- Episode no.: Season 5 Episode 1
- Directed by: Kevin Mock
- Written by: Grainne Godfree; James Eagan;
- Production code: T13.21901
- Original air date: January 21, 2020

Guest appearances
- Adam Tsekhman as Gary Green; Shayan Sobhian as Behrad Tarazi; Ramona Young as Mona Wu; Michael Eklund as Grigori Rasputin;

Episode chronology
| ← Previous "Crisis on Infinite Earths: Part Five" | Next → "Miss Me, Kiss Me, Love Me" |
- Legends of Tomorrow (season 5)

= Meet the Legends =

"Meet the Legends" is the first episode of the fifth season of the American science fiction television series Legends of Tomorrow, revolving around the eponymous team of superheroes and their time travelling adventures. It is set in the Arrowverse, sharing continuity with the other television series of the universe. The episode was written by Grainne Godfree and James Eagan, and directed by Kevin Mock. It was the 69th episode overall.

Caity Lotz stars as Sara Lance / White Canary as she tries to prevent a serial killer from murdering people at a high school reunion. It uses a mockumentary format. The episode was met with praise by critics.

== Plot ==
Following the battle at Hey World and Neron's defeat, the Legends have become public heroes. With the Time Bureau dismantled, Ava Sharpe joins the Legends and allows a documentary crew to film them so they can prove to the government that the Legends are not a threat. Sara, Ray, and Mick Rory return from the Crisis, but Sara has yet to come to terms with Oliver Queen's death. (Note: As depicted in "Crisis on Infinite Earths, Part 5") Suddenly, a timequake takes place, leading the Legends to 1917 Russia, where Grigori Rasputin has returned from the dead. The Legends fail to convince Rasputin to kill his killer, so they return to the Waverider, but leave a film crew member behind. As a result, the Legends form a plan to stop Rasputin and rescue the crew member before returning to 2020. They then release the documentary to the world, before claiming the film was faked. Meanwhile, in 2020, John Constantine and Gary Green investigate a demon named Masher, who possessed a child in Star City. Constantine performs an exorcism, freeing the child and sending Masher back to Hell. Constantine also returns to Hell, Mick quits writing and passes on his career to Mona Wu, and Nate sees an old message from Zari Tomaz, asking him to find her in the new timeline.

== Production ==
The episode was the first of the season to be produced; however, it was the second to air following "Crisis on Infinite Earths: Part Five". Filming began on July 15, 2019 and concluded on July 30. The episode was written by Grainne Godfree and James Eagan.
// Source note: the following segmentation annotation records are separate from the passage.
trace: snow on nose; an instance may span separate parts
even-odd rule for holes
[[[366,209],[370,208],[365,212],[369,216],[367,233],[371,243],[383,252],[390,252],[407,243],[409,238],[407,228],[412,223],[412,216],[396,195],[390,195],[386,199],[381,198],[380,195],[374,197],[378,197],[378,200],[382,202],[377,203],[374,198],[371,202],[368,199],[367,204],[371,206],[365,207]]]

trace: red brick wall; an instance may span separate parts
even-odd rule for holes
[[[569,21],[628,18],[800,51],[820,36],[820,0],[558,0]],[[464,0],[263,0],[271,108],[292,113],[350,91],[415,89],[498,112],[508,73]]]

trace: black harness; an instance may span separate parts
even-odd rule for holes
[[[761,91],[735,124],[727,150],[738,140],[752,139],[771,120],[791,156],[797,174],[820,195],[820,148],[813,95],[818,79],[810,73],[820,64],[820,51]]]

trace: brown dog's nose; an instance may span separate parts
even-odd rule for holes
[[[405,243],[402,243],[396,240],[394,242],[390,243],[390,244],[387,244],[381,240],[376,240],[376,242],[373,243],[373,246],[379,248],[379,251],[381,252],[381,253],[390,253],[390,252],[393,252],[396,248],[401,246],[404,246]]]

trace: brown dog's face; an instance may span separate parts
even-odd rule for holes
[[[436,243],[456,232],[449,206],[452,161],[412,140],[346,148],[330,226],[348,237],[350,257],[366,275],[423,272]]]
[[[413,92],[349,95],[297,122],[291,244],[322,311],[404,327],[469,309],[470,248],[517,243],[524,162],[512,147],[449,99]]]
The episode in mockumentary format.

=== Casting ===
The episode stars Caity Lotz, Tala Ashe, Jes Macallan, Nick Zano, Matt Ryan, Brandon Routh, Dominic Purcell, Maisie Richardson-Sellers, Olivia Swann, and Amy Louise Pemberton (voice), as Sara Lance, Zari Tomaz, Nate Haywood, John Constantine, Ray Palmer, Mick Rory, Charlie, Astra Louge, and Gideon. Principal cast member Courtney Ford does not appear in the episodoe.
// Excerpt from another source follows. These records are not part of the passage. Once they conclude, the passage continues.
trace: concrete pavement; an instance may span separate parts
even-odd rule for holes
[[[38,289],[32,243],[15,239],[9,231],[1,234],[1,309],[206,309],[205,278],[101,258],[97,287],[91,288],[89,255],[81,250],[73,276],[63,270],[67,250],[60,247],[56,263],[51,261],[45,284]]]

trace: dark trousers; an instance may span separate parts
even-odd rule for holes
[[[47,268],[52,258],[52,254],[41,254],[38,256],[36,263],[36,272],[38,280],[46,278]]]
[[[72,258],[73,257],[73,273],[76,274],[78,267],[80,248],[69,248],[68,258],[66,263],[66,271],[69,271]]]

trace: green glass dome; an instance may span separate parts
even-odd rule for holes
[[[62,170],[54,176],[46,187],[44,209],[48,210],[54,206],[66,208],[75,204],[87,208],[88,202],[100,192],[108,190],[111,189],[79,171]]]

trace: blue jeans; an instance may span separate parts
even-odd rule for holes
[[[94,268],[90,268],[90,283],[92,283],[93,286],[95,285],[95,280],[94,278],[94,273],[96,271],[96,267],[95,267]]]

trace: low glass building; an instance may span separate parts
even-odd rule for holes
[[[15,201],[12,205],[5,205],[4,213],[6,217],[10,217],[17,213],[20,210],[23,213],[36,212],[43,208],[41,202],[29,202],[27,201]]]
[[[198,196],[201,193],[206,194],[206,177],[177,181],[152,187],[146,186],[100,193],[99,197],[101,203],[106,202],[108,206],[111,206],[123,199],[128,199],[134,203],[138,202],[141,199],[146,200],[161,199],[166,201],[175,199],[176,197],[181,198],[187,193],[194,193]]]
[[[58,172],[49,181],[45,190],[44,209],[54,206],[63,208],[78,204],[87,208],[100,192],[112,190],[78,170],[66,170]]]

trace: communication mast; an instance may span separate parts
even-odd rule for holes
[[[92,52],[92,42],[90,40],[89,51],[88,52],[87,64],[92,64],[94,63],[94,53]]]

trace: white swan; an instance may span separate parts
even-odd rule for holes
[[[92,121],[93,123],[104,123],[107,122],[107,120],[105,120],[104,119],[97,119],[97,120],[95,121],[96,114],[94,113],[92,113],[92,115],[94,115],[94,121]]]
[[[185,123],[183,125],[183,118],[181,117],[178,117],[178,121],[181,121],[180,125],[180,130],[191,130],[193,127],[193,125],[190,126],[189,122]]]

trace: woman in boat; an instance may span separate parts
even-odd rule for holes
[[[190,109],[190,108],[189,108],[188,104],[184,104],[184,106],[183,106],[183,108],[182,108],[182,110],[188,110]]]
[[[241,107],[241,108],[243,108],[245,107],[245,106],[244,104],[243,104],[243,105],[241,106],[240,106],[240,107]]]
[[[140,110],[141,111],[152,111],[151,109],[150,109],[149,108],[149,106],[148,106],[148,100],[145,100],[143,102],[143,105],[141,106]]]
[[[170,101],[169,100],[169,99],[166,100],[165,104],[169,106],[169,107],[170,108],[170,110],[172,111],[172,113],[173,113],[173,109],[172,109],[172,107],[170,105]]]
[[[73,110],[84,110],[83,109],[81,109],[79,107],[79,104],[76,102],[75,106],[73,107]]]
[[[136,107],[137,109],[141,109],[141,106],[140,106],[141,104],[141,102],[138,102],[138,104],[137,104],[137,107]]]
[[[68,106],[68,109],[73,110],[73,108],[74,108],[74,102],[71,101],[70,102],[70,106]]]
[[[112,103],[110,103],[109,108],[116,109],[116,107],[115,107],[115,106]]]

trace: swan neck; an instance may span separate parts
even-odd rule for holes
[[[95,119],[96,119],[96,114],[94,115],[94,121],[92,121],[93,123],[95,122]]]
This is the first episode in which Ramona Young does not appear as a series regular since she join the cast in the fourth season as Mona Wu. Young instead appears as a guest star as she does in the season finale. Adam Tsekhman and Michael Eklund also guest star as Gary Green and Gigori Rasputin respectively.

Shayan Sobhian makes his second appearance as Behrad Tarazi after the characters debut in the season four finale, "Hey World!".

== Release ==

=== Broadcast ===
"Meet the Legends" was first aired in the United States on The CW on January 21, 2020. It was watched by 720 thousand viewers with a 0.3 share among adults aged 18 to 49.
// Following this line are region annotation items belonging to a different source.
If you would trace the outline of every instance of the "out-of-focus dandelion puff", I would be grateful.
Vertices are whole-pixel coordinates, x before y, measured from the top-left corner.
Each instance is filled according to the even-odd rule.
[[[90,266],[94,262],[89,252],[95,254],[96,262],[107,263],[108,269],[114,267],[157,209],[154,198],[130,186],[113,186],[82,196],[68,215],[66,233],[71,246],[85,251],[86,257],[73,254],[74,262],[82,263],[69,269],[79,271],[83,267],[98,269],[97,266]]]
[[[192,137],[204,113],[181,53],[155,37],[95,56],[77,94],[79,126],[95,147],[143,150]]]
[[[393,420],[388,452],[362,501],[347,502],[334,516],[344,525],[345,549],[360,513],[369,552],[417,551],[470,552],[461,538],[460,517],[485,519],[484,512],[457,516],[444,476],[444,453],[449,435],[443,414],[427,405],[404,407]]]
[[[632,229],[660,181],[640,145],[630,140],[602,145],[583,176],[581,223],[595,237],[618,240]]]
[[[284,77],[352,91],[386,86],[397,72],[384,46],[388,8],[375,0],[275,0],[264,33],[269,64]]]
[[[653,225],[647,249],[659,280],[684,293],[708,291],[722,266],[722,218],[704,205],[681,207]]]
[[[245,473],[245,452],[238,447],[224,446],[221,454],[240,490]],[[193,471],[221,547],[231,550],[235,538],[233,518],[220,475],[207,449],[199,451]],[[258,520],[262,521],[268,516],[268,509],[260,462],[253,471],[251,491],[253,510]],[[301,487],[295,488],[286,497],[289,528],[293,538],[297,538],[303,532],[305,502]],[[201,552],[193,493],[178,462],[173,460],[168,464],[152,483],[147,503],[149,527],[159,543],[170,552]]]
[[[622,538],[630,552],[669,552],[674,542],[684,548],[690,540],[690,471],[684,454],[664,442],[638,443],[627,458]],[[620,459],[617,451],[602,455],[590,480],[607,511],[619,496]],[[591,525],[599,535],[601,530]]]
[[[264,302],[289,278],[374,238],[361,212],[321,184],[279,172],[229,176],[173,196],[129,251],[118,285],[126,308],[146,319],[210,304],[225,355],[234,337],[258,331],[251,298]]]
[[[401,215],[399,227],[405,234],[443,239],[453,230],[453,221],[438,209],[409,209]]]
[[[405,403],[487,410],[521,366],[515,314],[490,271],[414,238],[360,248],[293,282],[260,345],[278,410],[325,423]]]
=== Critical reception ===
"Meet the Legends" was met with positive reception from critics. In a Den of Geek review by Jim Dandeneau, he stated that the episode was possibly one of the best episode of Legends of Tomorrow. IGNs Jesse Schedeen gave the episode a 7 out of 10 saying that it was a good episode the humor was overdone. Writing for TVFanatic, Sarah Little praised Caity Lotz in her portrayal of Sara grief after losing Oliver.

Allison Shoemaker of The A.V. Club praised the episode for the way it handled reintroducing the Legends post-crisis, the review was paired with a B+. She compared the episode to the Arrow episode "Emerald Archer" feeling that it pulled off the mockumentary format much better.